FOOD FIGHT is a fascinating look at how American agricultural policy and food culture developed in the 20th century, and how the California food movement has created a counter-revolution against big agribusiness.

What is sustainable food?

A sustainable food system is a type of food system that provides healthy food to people while also providing sustainable impacts on both environmental, economic and social systems that surround food.

Sustainable food systems start with the development of sustainable agricultural practices, development of more sustainable food distribution systems, creation of sustainable diets and reduction of food waste throughout the system. Sustainable food systems have been argued to be central to many or all 17 Sustainable Development Goals [“Sustainable food systems” (PDF). Food and Agricultural Organization of the United Nations].

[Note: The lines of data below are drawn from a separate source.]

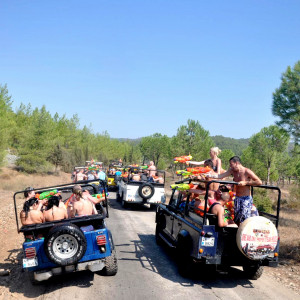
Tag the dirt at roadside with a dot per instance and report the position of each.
(11, 275)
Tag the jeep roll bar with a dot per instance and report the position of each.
(276, 217)
(83, 183)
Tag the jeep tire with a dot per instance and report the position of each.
(65, 244)
(146, 191)
(111, 266)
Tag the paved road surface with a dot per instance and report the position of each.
(147, 271)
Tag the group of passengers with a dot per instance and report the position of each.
(36, 211)
(219, 195)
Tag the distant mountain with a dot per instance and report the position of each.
(236, 145)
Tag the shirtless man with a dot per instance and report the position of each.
(53, 211)
(152, 169)
(80, 176)
(136, 177)
(30, 213)
(245, 178)
(80, 207)
(159, 179)
(217, 208)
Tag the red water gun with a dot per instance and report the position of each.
(182, 159)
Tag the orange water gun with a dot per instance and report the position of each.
(182, 159)
(229, 210)
(199, 170)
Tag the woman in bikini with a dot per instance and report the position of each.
(81, 207)
(217, 163)
(53, 211)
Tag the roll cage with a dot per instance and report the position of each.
(206, 215)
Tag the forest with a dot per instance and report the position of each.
(46, 143)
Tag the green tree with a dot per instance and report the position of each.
(225, 155)
(155, 147)
(7, 120)
(268, 145)
(286, 102)
(194, 139)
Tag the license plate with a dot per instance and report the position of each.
(30, 262)
(208, 242)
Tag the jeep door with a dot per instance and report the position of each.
(171, 212)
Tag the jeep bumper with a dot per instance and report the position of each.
(93, 266)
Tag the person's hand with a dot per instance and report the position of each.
(243, 183)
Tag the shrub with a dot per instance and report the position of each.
(262, 200)
(294, 201)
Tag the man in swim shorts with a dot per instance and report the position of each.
(245, 178)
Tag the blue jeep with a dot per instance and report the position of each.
(199, 241)
(68, 245)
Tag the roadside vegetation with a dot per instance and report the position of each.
(46, 144)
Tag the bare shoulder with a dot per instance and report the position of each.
(249, 172)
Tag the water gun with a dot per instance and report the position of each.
(193, 171)
(45, 195)
(232, 195)
(182, 186)
(199, 170)
(184, 173)
(100, 196)
(182, 159)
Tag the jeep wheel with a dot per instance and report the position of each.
(111, 266)
(158, 239)
(146, 191)
(65, 244)
(253, 271)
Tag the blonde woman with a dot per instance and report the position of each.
(217, 163)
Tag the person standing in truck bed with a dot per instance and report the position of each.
(245, 177)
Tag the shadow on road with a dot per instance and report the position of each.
(113, 203)
(161, 260)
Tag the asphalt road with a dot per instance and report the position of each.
(147, 271)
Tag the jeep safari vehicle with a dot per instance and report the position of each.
(67, 245)
(199, 241)
(144, 190)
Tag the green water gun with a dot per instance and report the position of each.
(47, 195)
(184, 173)
(182, 186)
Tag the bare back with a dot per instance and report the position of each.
(33, 217)
(55, 213)
(83, 207)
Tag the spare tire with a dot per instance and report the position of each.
(257, 237)
(65, 244)
(146, 190)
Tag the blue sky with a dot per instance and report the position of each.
(134, 68)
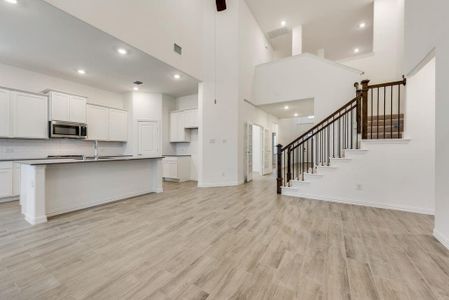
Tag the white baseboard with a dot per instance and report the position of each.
(37, 220)
(219, 184)
(404, 208)
(9, 199)
(441, 238)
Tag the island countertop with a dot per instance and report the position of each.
(88, 160)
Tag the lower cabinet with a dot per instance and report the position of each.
(176, 168)
(9, 180)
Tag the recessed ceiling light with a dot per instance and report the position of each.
(122, 51)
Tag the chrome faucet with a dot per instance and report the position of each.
(96, 149)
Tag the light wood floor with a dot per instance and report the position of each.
(224, 243)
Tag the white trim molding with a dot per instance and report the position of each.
(441, 238)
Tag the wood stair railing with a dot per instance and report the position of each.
(375, 113)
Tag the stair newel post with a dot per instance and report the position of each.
(279, 168)
(364, 117)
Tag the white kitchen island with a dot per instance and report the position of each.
(53, 187)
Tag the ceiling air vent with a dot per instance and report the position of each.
(278, 32)
(177, 49)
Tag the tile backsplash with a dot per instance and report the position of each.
(16, 148)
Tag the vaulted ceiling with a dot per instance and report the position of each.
(327, 24)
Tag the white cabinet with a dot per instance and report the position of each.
(118, 125)
(30, 116)
(16, 171)
(6, 184)
(9, 180)
(77, 109)
(5, 113)
(23, 115)
(106, 124)
(97, 123)
(68, 108)
(176, 168)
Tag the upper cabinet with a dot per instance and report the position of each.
(180, 123)
(106, 124)
(23, 115)
(5, 113)
(30, 116)
(68, 108)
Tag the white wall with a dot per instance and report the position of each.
(306, 76)
(168, 104)
(187, 102)
(398, 175)
(427, 28)
(386, 61)
(151, 26)
(290, 129)
(257, 149)
(22, 79)
(143, 107)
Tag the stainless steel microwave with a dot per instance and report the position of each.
(69, 130)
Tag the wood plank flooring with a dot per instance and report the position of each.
(222, 243)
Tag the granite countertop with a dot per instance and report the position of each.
(81, 161)
(19, 159)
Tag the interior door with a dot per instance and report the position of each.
(267, 152)
(149, 138)
(249, 152)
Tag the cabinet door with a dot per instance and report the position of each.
(59, 106)
(16, 179)
(118, 125)
(30, 116)
(97, 123)
(77, 109)
(5, 113)
(174, 126)
(5, 179)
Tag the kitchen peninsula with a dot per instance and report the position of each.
(55, 186)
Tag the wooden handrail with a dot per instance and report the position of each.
(381, 85)
(370, 115)
(321, 123)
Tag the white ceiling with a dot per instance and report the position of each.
(328, 24)
(37, 36)
(303, 108)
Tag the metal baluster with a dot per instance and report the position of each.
(385, 108)
(391, 112)
(399, 111)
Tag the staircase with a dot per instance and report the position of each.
(374, 114)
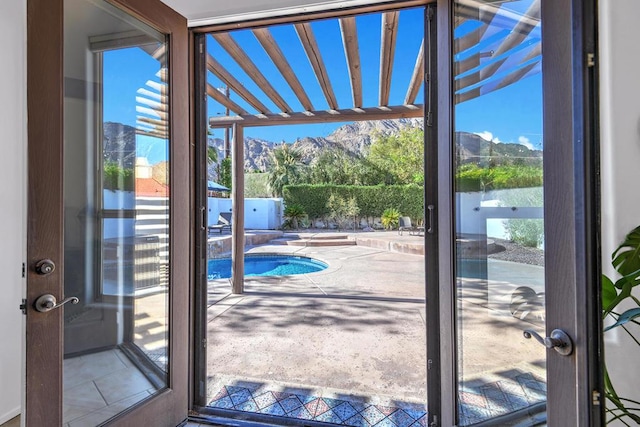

Moving to sustainable food systems is an important component of addressing the causes of climate change. A 2020 review conducted for the European Union found that up to 37% of global greenhouse gas emissions could be attributed to the food system, including crop and livestock production, transportation, changing land use (including deforestation) and food loss and waste. Sustainable food systems are frequently at the center of sustainability focused policy programs, such as proposed Green New Deal programs.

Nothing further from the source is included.